Inhabited first in neolithic times, Vis Island was settled by the ancient Illyrians, who brought the Iron Age to Vis in the 1st millennium BC. In 390 BC a Greek colony was formed on the island, known then as Issa, from which the Greek ruler Dionysius the Elder controlled other Adriatic possessions. The island eventually became a powerful city-state and established its own colonies on Korčula and at Trogir and Stobreč. Allying itself with Rome during the Illyrian wars, the island nonetheless lost its autonomy and became part of the Roman Empire in 47 BC.
By the 10th century Vis had been settled by Slavic tribes, and it was sold to Venice (who called it Lissa) along with other Dalmatian towns in 1420. Fleeing Dalmatian pirates, the population moved inland from the coast.
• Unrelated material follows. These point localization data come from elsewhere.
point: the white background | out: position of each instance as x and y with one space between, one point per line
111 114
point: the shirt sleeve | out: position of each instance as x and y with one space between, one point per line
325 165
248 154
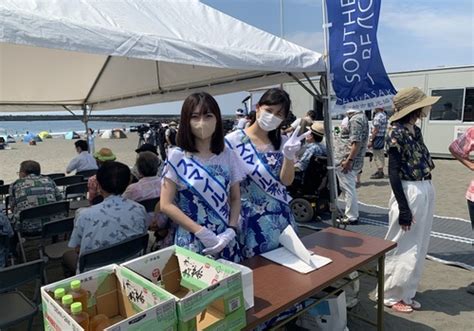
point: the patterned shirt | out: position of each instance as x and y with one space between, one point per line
416 159
32 191
109 222
313 149
380 122
463 146
358 131
5 232
146 188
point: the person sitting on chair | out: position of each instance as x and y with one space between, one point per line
149 187
31 190
114 220
84 160
102 156
314 147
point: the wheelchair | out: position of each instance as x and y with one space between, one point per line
310 191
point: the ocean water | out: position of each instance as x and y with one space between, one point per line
20 127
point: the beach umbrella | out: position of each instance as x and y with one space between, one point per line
29 137
44 135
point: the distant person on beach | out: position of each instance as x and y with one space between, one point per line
412 201
83 161
93 193
114 220
460 149
31 190
6 232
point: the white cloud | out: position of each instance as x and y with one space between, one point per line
438 27
311 40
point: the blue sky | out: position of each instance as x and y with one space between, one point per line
413 34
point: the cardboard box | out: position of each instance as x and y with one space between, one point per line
128 299
208 293
247 281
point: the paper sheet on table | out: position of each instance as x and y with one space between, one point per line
294 254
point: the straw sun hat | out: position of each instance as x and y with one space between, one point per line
317 128
410 99
105 154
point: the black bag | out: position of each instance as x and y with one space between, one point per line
378 143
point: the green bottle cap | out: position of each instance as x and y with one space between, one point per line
67 299
76 308
76 284
59 293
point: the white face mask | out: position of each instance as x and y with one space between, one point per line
268 121
204 128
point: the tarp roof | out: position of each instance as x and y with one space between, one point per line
112 54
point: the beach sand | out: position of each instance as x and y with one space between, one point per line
450 178
446 305
55 154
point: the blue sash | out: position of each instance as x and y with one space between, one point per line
256 168
197 177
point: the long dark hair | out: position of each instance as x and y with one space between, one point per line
274 97
202 101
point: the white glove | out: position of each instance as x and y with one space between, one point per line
293 145
207 237
224 239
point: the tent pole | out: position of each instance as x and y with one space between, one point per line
328 122
85 120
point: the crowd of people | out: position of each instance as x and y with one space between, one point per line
225 195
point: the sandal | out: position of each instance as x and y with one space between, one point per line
415 304
401 307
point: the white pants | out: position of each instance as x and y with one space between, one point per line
379 158
404 264
347 183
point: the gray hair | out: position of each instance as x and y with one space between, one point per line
147 164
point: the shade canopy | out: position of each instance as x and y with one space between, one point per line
112 54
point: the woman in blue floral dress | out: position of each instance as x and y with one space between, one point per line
200 190
268 158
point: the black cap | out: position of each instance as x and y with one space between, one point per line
147 148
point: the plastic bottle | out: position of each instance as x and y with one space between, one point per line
66 302
79 294
99 322
81 317
58 294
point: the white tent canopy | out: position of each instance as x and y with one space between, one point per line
117 53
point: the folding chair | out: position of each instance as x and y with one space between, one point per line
36 215
55 175
87 173
68 180
76 191
16 306
149 204
61 228
116 253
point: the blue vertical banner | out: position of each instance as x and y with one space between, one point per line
357 72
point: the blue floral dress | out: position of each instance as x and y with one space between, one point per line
263 217
224 167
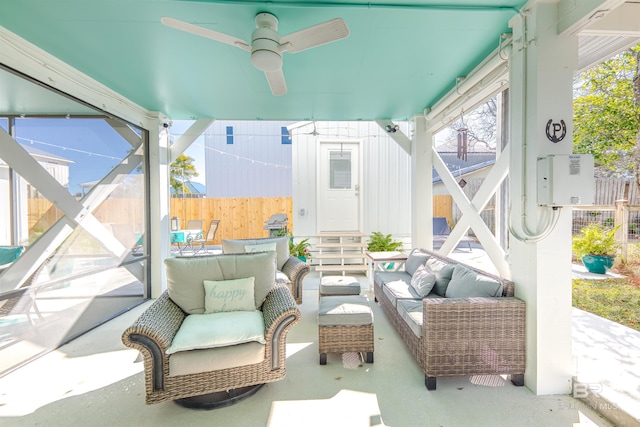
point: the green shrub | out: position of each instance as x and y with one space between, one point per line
595 240
378 242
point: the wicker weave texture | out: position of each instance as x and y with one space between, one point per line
340 339
296 270
466 336
163 318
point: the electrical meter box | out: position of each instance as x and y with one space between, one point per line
565 180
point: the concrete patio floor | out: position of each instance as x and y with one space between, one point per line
96 381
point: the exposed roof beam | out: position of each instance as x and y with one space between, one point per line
403 140
195 130
623 21
574 16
With the fall of the Venetian empire in 1797, the island fell under the control of Austria, France, the United Kingdom, Austria again, Italy, the first Yugoslavia, and then Italy during WWII, as the great powers fought for control of this strategic Adriatic outpost. During the war Vis was an important military base for Josip Broz Tito’s Partisans. Tito established his supreme headquarters in a cave on Hum mountain, from where he coordinated military and diplomatic actions with Allied forces.